«Il Dl Rilancio tra speranze e dubbi»

di Ettore Jorio*

Pronti, via! È quanto si ha modo di esclamare a seguito della pubblicazione del «decreto rilancio», D.L. 19 maggio 2020 n. 34. Ovunque si avverte l’esigenza di colmare la sete di quattrini che l’epidemia ha determinato.
Da qui, la corsa a ricorrere in massa alla «borsa della spesa» che il provvedimento del Governo ha aperto.
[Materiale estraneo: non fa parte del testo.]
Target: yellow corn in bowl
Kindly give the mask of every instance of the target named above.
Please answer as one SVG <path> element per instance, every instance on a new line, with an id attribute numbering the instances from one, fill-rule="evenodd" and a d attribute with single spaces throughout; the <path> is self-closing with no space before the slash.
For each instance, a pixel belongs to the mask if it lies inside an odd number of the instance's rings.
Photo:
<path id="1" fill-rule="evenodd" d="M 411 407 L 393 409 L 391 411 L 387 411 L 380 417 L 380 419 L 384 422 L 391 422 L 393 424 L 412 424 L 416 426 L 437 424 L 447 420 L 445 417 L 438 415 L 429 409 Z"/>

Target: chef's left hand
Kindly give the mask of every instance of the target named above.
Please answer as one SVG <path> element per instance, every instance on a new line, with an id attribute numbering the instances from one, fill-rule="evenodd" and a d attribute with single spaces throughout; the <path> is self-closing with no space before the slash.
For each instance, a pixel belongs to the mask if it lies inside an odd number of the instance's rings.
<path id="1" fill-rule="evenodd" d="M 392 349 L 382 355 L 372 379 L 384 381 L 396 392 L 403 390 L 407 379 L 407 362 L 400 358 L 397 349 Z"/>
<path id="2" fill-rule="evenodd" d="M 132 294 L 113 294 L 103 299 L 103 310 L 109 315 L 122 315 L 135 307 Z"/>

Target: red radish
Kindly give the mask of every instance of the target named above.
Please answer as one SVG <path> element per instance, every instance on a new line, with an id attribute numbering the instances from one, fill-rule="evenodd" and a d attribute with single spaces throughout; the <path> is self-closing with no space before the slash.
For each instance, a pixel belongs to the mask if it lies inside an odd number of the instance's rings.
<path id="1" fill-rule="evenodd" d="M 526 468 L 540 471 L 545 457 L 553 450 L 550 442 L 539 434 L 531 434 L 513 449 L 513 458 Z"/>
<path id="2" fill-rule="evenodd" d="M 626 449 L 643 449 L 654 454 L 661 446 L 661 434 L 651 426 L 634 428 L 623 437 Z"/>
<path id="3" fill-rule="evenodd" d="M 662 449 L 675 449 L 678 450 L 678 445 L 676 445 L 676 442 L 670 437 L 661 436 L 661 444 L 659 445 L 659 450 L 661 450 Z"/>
La sensazione che si ha è la stessa di quella generata dalle folle che si assiepano nelle zone di guerra di fronte alle vettovaglie che arrivano sui mezzi della Croce Rossa.

Un contenuto generoso
Un provvedimento pieno zeppo di occasioni favorevoli per: la riorganizzazione della sanità (artt. 1-23), con prevalenza per quella territoriale e per le cautele strutturali emergenziali; il sostegno economico e delle imprese (artt. 23-81), con accesso ad agevolazioni fiscali e creditizie (artt. 24-52) nonché con ricorso ad aiuti specifici (artt. 53-65); le tutele e il sostegno economico dei lavoratori (artt. 66-81); gli interventi solidali nei confronti delle famiglie rese deboli dall’epidemia, del tipo il reddito d’emergenza, la ridisciplina delle modalità alternative al lavoro ordinario, il rifinanziamento dei fondi sociali e l’assistenza alla disabilità (artt. 82- 105); il sostegno finanziario al sistema autonomistico territoriale e allo smaltimento del loro debito pregresso, ivi compreso quello contratto dagli enti del sistema sanitario nazionale (artt. 106-118); l’instaurazione di facilitazioni fiscali e di differimento degli adempimenti dei contribuenti (artt. 119-164); un intervento finanziario per il settore creditizio di ridotte dimensioni (artt. 165-175). E ancora, tanti interventi settoriali su: turismo e cultura; editoria, trasporti e infrastrutture; sport; giustizia; agricoltura e pesca; ambiente; istruzione e università/ricerca; innovazione tecnologica; coesione; accelerazione dei concorsi e semplificazione delle procedure (artt. 176-266).

Peccato che…
A valle di un siffatto monumentale provvedimento legislativo – giustificativo di un entusiasmo comune anche perché prodotto con un intento chiaramente risarcitorio dei danni generali sopportati a causa del Covid-19, sino ad oggi non sufficientemente attenuati da misure governative e regionali adeguate – si stanno tuttavia determinando alcune preoccupazioni. Quella più comune è costituta non solo dalla difficile approfondita lettura della cascata di articoli (266) di cui lo stesso si compone, resa impossibile ad oggi dall’impossibilità di utilizzare la ricerca per «trova» perché il testo è disponibile solo in formato pdf, bensì dai circa cento decreti attuativi (98), senza i quali tutto rimane così com’è.

Le preoccupazioni rimangono (si spera non i problemi)
Quindi, alla naturale fretta dei più «bisognosi» di fare proprie le risorse necessarie per non morire (e non di Covid-19) – intendendo per tali le imprese in asfissia e i lavoratori cassaintegrati in deroga rimasti ancora a secco del denaro per vivere – sussegue la paura dei medesimi di non trovarsi di fronte alla soluzione, seppure temporanea, dei loro malanni.
Troppe le farraginosità nelle norme del D.L. 34/2020, che Sabino Cassese assimilava sul Corsera ad un prodotto letterale di «un teologo medievale». Esageratamente presenti le subordinazioni delle erogazioni previste – invero condivisibili quanto a destinazione e beneficiari – a strumenti operativi che risultarono essere a loro volta condizionati ad altri omologhi provvedimenti applicativi previsti nell’ordinamento. Un quasi rincorrersi tra provvedimenti dello stesso tipo, tanto da generare un insieme condizionante rappresentabile nella matrioska cui i più recenti legislatori sogliono ricorrere per rendere inconsapevolmente (!) difficili le applicazioni delle leggi. Una opzione, questa, che renderà il provvedimento di non facile conseguimento del risultato preteso, che ben sarebbe potuto essere destinato ad una più facile e celere portata satisfattiva del bisogno sociale, cui lo stesso si propone idealmente come soluzione.